Mitchell states that if there's obvious pathology, such as a bowed tendon, a swollen leg that's hot and sore or a weight-bearing issue—injuries that are readily apparent—it's not necessary to employ nerve blocks. "Nothing replaces a thorough clinical examination," he says. "That cannot be emphasized enough."

Dr. Richard Mitchell flexes a horse’s front leg as part of a lameness examination. (PHOTO COURTESY OF DR. MITCHELL)

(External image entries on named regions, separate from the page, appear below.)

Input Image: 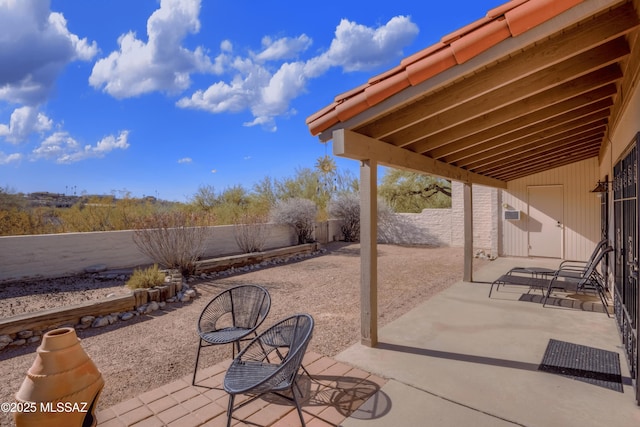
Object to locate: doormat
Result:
[538,339,622,393]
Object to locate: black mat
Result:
[538,339,622,393]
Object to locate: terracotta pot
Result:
[14,328,104,427]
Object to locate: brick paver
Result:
[97,352,386,427]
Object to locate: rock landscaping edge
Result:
[0,243,323,351]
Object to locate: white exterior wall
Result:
[500,157,600,260]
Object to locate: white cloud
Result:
[89,0,216,99]
[176,16,418,131]
[0,107,53,144]
[256,34,311,61]
[33,131,129,163]
[0,0,98,106]
[318,16,419,71]
[0,151,22,165]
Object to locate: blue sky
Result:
[0,0,505,201]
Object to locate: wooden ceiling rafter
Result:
[436,96,615,165]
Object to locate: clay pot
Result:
[14,328,104,427]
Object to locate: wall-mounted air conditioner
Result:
[504,210,520,221]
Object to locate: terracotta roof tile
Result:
[306,0,584,135]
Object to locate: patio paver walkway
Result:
[97,352,386,427]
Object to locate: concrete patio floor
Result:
[336,258,640,427]
[98,258,640,427]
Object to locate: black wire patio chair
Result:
[191,285,271,385]
[224,314,314,426]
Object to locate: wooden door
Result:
[527,185,564,258]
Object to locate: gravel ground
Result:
[0,243,487,425]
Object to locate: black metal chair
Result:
[224,314,314,426]
[191,285,271,385]
[542,246,613,317]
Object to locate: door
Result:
[527,185,564,258]
[613,134,640,403]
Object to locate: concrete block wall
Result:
[0,221,339,282]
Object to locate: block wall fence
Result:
[0,182,498,283]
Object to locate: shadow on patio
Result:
[336,258,640,427]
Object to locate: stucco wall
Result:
[0,221,337,281]
[501,157,600,259]
[380,182,498,256]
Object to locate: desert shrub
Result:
[329,193,395,242]
[329,193,360,242]
[133,211,210,276]
[233,212,269,253]
[271,198,318,245]
[125,264,165,289]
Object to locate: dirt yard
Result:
[0,243,489,425]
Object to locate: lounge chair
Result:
[489,239,608,300]
[542,246,613,317]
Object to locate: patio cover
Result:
[307,0,640,345]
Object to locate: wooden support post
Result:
[360,160,378,347]
[462,182,473,282]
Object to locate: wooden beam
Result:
[462,183,473,282]
[482,136,605,176]
[436,94,616,163]
[354,4,639,139]
[495,148,598,181]
[458,116,607,171]
[384,37,631,152]
[405,64,622,153]
[360,159,378,347]
[333,129,507,189]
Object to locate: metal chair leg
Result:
[291,381,306,427]
[191,340,202,385]
[227,394,236,427]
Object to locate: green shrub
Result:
[125,264,165,289]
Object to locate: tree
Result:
[378,168,451,213]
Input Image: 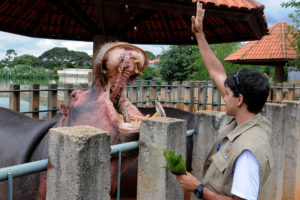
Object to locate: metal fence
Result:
[0,81,300,118]
[0,130,194,200]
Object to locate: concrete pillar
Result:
[137,117,187,200]
[259,103,287,200]
[191,110,228,200]
[47,126,111,200]
[282,101,300,200]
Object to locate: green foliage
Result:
[4,49,17,61]
[39,47,92,69]
[11,54,41,67]
[145,51,156,60]
[0,65,52,79]
[164,149,186,175]
[158,45,199,82]
[138,66,159,80]
[281,0,300,68]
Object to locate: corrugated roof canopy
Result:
[224,21,297,66]
[0,0,268,44]
[224,21,297,83]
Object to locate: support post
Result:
[282,101,300,200]
[160,82,169,107]
[137,117,187,200]
[47,126,111,200]
[259,103,287,200]
[190,110,228,200]
[9,84,20,112]
[48,84,57,119]
[29,84,40,119]
[64,83,73,105]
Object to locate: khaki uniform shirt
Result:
[202,114,273,196]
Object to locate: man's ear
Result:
[238,94,244,107]
[59,103,70,117]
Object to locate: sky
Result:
[0,0,293,60]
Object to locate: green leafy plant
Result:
[164,149,186,175]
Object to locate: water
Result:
[0,97,47,119]
[0,77,58,85]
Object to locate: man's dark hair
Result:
[224,69,270,114]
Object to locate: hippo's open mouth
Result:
[93,42,148,139]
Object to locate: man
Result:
[177,2,272,200]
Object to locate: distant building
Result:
[288,68,300,82]
[148,59,160,67]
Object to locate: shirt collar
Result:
[227,113,262,142]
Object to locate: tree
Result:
[2,49,17,66]
[39,47,92,69]
[158,46,199,82]
[5,49,17,61]
[12,54,40,67]
[146,51,156,60]
[281,0,300,68]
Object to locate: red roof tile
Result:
[224,21,297,65]
[0,0,268,45]
[193,0,264,10]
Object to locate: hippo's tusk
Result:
[155,101,167,117]
[144,114,150,119]
[152,112,159,117]
[118,66,122,73]
[134,68,140,74]
[121,103,130,123]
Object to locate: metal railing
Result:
[0,129,194,200]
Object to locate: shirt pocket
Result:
[209,151,229,192]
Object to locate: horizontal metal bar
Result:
[110,141,139,154]
[0,159,48,181]
[186,129,195,137]
[0,129,194,181]
[20,108,59,114]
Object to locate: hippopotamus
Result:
[0,42,197,199]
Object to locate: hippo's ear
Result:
[59,103,70,117]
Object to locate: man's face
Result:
[224,86,239,116]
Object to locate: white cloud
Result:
[35,39,58,49]
[257,0,295,26]
[0,0,295,60]
[136,44,169,56]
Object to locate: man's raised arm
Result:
[192,2,227,97]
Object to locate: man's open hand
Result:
[192,1,205,34]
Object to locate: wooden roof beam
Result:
[20,0,41,22]
[116,10,155,34]
[94,0,106,35]
[103,0,251,20]
[116,8,143,35]
[247,15,263,40]
[161,12,175,40]
[48,0,99,34]
[33,1,52,37]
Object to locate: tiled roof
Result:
[193,0,264,10]
[0,0,268,45]
[149,59,160,64]
[224,21,297,65]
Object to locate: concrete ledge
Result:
[47,126,110,200]
[137,117,187,200]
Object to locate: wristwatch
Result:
[194,184,205,199]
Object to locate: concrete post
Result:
[47,126,111,200]
[259,103,287,200]
[282,101,300,200]
[137,117,187,200]
[191,110,228,200]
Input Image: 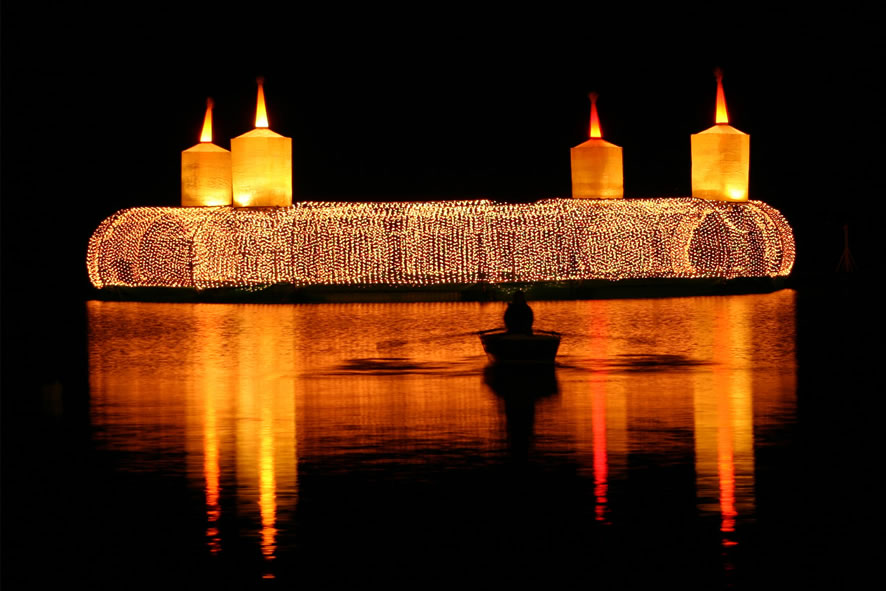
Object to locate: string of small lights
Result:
[87,197,795,289]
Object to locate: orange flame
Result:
[588,92,603,138]
[714,68,729,123]
[255,78,268,127]
[200,99,214,144]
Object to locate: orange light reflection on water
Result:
[88,292,796,578]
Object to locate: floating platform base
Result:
[93,277,791,304]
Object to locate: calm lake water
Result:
[6,290,880,588]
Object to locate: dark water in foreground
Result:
[3,291,882,588]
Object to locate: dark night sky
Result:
[0,2,884,296]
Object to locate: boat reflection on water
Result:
[88,292,796,582]
[483,363,560,462]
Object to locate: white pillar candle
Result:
[182,99,231,207]
[691,71,751,201]
[231,80,292,207]
[570,93,624,199]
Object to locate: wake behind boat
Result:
[480,328,560,364]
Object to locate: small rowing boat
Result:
[480,328,560,364]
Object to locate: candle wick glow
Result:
[714,68,729,123]
[200,98,214,144]
[255,78,268,128]
[588,92,603,139]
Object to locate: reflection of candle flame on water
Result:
[258,404,277,578]
[203,394,221,554]
[591,384,609,521]
[695,300,754,547]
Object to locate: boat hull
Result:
[480,331,560,364]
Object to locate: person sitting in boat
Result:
[505,289,534,335]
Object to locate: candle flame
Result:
[714,68,729,123]
[588,92,603,138]
[200,98,214,144]
[255,78,268,127]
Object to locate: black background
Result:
[0,1,886,580]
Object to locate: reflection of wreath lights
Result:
[87,197,795,288]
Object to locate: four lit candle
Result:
[182,71,750,207]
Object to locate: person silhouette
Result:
[505,289,534,335]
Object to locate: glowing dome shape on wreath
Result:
[87,197,795,289]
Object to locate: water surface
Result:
[80,291,797,588]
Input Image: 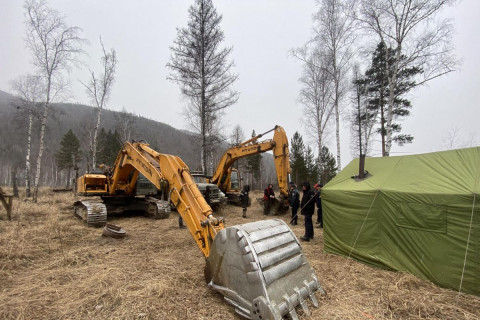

For the average practitioner who may not have advanced diagnostic equipment, Mitchell encourages a thorough workup to establish the location of the lameness and establish a case for referral to acquire specific imaging.

"Referring lameness cases and being responsible to the client can be a practice builder," he says. "We have built some wonderful relationships with referring veterinarians. We all help one another out, and we all benefit. When it comes to building one's business, the relationships between referring veterinarians and other practices can't be overemphasized."

Ed Kane, PhD, is a researcher and consultant in animal nutrition. He is an author and editor on nutrition, physiology and veterinary medicine with a background in horses, pets and livestock. Kane is based in Seattle.


1. Mitchell, R. Distal limb lameness in the sport horse: A clinical approach to diagnosis, in AAEP Conference Proceedings 2013;59:244.